While the etiology of chronic migraine headaches is not well-understood, one hypothesis for its genesis involves abnormal metabolism of tyrosine. Tyrosine is usually metabolized into L-dopa via hydroxylation, but another pathway involving its decarboxylation can lead to build-up of trace amines such as tyramine. It is this abnormal build-up of trace amines which is suspected by some researchers to play a role in migraines. Some research has found that chronic migraine sufferers have elevated plasma levels of major products of tyrosine, including the neurotransmitters dopamine and norepinephrine, along with the trace amine tyramine. This is consistent with the hypothesis that abnormal tyrosine metabolism favoring trace amine synthesis leads to high release of these neurotransmitters, which contributes to migraines. It is possible that increased intake of L-tyrosine in migraine sufferers may fuel this process and make migraines worse, although there is currently no direct evidence substantiating this claim.
L-tyrosine is Generally Recognized as Safe (GRAS) in the USA.  When L-tyrosine is used orally and short term at a dose of ≤150 mg/kg or ≤12 g per day for up to three months is generally safe.
Mothers with PKU could be taking tyrosine supplementation due to the hypothesis that low fetal tyrosine concentration in blood can cause mental retardation. However, this hypothesis has not been proven in any trial with a treatment based on tyrosine supplementation without phenylalanine restriction.
A toxic effect of a combination of mildly increased phenylalanine and tyrosine was shown in offsprings of rats after taking tyrosine supplementation. The offsprings of the rats showed difficulties in learning. However, there have been no studies showing this toxic effects in humans. 
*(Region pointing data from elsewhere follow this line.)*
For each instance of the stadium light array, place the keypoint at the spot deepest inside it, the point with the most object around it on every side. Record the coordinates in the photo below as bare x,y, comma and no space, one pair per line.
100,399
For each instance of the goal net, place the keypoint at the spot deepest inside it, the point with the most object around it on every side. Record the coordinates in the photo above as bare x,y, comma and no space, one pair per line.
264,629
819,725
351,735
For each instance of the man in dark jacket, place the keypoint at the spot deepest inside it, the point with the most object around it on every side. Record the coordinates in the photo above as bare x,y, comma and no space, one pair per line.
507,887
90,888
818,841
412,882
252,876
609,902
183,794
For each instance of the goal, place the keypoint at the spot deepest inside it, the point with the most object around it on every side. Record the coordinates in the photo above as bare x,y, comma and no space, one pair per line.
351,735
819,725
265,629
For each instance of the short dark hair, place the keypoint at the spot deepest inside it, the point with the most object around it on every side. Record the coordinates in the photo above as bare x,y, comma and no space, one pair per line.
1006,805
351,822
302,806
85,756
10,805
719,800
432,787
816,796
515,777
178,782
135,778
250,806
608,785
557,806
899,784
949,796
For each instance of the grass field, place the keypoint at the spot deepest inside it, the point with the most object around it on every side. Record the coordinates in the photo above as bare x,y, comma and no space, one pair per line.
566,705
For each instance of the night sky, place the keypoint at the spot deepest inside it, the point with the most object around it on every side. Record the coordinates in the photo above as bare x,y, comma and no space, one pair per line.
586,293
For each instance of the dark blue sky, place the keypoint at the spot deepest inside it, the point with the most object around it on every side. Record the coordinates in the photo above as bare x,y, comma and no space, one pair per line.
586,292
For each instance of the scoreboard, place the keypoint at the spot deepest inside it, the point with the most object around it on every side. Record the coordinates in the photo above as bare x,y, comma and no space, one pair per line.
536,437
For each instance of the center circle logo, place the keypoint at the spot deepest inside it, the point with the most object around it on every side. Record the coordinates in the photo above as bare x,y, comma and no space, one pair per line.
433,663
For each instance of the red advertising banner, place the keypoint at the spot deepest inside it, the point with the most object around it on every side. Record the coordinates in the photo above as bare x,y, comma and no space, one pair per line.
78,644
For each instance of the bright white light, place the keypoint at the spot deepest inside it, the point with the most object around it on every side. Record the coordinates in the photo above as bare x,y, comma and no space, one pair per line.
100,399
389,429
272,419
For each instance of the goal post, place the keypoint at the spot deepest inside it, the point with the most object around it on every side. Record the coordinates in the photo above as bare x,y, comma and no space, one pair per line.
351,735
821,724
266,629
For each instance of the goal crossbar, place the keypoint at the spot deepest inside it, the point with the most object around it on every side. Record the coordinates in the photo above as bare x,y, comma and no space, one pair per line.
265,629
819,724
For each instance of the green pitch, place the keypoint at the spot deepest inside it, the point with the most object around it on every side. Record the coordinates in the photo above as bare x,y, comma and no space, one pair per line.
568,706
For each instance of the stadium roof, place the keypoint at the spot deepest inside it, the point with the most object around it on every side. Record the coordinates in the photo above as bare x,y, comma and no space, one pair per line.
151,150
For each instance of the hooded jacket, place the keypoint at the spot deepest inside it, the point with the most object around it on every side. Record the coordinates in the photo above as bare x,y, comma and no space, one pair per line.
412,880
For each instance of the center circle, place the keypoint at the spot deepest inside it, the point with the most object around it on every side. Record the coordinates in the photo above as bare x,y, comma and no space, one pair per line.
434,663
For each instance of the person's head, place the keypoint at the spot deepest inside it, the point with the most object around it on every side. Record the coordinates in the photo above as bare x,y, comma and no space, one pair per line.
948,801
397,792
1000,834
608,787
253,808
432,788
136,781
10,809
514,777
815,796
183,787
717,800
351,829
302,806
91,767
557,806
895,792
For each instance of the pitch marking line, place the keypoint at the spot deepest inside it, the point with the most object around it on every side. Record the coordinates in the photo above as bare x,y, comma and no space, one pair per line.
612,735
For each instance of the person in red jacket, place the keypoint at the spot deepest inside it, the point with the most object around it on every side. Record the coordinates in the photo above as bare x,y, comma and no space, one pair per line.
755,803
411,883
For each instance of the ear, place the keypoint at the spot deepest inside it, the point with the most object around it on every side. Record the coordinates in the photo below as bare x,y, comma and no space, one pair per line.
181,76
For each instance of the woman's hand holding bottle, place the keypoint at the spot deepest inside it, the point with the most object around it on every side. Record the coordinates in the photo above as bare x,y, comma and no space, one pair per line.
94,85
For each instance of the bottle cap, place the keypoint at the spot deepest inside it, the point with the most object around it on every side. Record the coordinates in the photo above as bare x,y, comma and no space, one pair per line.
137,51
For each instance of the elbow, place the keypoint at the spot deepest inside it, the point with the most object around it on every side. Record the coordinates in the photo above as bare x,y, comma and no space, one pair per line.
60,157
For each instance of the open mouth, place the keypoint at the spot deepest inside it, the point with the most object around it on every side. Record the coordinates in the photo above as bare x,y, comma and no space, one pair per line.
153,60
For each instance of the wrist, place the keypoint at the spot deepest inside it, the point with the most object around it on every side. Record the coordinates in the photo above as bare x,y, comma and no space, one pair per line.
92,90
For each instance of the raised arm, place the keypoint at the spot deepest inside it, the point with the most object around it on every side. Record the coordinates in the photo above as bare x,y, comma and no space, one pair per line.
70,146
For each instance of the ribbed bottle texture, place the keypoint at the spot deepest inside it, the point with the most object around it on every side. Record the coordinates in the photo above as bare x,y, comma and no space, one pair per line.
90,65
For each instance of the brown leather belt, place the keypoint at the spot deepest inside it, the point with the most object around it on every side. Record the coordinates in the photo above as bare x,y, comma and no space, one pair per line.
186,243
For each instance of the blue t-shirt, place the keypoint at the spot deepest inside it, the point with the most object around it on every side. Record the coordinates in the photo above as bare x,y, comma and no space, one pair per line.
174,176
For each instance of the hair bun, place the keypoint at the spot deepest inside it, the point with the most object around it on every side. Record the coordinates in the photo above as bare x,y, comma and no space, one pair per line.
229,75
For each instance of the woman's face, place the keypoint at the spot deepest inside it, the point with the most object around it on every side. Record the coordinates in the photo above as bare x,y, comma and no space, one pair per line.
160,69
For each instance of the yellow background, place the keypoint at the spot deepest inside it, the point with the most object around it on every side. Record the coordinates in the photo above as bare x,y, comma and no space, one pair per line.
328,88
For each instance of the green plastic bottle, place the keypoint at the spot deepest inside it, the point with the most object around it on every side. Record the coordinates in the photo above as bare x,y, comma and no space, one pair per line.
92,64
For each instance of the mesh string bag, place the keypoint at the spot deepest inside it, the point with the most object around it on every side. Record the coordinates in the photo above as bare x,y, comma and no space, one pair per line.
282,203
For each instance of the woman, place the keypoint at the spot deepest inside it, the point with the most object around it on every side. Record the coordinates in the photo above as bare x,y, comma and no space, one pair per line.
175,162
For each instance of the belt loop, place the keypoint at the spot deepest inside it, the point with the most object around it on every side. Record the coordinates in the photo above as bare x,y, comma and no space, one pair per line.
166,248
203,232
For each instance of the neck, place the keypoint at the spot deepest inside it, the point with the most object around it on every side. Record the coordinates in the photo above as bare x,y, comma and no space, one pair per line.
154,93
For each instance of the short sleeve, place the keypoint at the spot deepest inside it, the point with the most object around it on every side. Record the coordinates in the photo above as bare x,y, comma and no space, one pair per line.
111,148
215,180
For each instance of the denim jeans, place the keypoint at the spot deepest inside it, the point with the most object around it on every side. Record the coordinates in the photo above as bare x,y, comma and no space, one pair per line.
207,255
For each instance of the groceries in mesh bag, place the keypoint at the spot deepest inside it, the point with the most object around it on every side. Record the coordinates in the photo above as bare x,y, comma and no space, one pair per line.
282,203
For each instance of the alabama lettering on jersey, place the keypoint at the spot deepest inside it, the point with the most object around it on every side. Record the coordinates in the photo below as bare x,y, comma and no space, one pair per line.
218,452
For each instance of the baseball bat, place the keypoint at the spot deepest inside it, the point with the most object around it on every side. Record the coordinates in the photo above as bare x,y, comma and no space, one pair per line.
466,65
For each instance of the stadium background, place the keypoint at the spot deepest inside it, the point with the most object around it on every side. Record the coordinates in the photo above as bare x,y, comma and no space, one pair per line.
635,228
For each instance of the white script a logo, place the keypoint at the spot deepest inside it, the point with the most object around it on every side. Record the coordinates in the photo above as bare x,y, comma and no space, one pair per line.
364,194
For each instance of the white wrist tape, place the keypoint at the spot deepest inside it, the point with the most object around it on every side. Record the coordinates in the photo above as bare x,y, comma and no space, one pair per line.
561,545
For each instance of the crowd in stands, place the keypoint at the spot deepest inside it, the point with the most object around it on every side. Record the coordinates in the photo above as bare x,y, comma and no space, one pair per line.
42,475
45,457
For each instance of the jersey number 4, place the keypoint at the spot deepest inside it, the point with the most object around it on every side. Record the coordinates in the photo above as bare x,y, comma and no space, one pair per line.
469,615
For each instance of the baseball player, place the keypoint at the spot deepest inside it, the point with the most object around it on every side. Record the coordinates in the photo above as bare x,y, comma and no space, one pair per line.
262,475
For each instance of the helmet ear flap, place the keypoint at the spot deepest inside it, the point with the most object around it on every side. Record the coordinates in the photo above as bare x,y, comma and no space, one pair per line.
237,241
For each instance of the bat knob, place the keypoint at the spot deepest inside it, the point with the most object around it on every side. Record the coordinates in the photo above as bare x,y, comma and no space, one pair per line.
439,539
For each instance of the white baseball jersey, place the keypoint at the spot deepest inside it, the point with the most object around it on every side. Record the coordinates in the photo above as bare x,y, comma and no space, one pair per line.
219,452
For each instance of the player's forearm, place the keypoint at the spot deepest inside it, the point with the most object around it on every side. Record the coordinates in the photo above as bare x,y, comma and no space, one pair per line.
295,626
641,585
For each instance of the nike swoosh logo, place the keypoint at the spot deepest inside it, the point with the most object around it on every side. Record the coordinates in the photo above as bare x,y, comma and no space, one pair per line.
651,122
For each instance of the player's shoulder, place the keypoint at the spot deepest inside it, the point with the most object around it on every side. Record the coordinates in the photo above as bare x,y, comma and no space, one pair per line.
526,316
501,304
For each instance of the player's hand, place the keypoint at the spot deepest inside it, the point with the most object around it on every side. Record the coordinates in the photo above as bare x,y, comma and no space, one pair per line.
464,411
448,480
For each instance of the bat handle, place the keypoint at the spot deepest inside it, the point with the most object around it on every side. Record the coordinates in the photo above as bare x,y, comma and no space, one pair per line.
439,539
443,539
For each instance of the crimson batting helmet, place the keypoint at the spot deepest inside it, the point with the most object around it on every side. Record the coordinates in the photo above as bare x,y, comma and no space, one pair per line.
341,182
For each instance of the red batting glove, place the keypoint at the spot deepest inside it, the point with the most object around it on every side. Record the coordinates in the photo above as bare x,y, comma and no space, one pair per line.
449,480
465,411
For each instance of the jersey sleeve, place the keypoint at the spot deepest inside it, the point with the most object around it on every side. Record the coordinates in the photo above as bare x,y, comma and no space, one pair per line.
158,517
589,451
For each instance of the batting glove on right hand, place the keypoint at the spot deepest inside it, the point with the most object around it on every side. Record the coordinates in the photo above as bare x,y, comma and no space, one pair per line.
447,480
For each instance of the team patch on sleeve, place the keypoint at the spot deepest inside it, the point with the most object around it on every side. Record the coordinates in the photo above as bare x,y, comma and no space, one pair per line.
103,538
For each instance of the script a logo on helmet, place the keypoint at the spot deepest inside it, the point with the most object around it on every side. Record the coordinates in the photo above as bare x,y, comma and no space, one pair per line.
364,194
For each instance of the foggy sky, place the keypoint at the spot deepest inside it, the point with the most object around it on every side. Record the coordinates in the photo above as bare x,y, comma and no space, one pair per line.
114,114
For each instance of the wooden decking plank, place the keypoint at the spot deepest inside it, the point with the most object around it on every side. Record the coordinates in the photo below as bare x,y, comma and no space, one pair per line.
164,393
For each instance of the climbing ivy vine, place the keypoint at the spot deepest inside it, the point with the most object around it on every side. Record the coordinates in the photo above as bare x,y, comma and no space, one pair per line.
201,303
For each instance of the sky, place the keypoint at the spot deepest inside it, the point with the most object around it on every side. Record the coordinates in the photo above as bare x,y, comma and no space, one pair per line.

There has been hypotheses that tyrosine may be bad to the fetus. However, no human studies can prove this hypothesis.
Patients with hereditary tyrosinemia or persistent hypertyrosinemia may develop skin and eye lesions when the plasma level is 10 times of that found in clinical trials administering a tyrosine dose of 150 mg/kg to humans.
In patients with hereditary tyrosinemia, it may cause skin and eye lesions at doses above the recommended intake.
When 100 mg/kg of tyrosine is administered to humans, tyrosine decreased diastolic blood pressure. However, in another human study, tyrosine increased heart rate and blood pressure after 150 mg/kg tyrosine supplementation.
Following tyrosine supplementation of 12 g in 113 g of applesauce in adults with normal thyroid function in Antarctica during the summer, thyroid-stimulating hormone decreased by 30%. In the winter, there was a 47% improvement in mood and TSH decreased by 28% along with an increase of 6% in serum-free triiodothyronine. Additionally, 10g/day of L-tyrosine was given to patients with schizophrenia and resulted in increased saccadic intrusions.
In children with nemaline myopathy (a condition which causes chewing and swallowing difficulties, recurrent aspiration, and poor control of oral secretions), 250-3000 mg/day L-tyrosine supplementation caused an initial decrease in sialorrhea and an increase in energy levels. Patients with severe dementia due to Alzheimer’s disease received a combination treatment of 5-hydroxy-tryptophan, carbidopa, and tyrosine (4 g) which caused diarrhea, drowsiness, nausea, vomiting, and agitation. However, it is not clear if these side effects were due to tyrosine alone.
L-tyrosine can have an effect on blood pressure, heart rate, and mood. It may cause gastrointestinal upset, drowsiness, and agitation.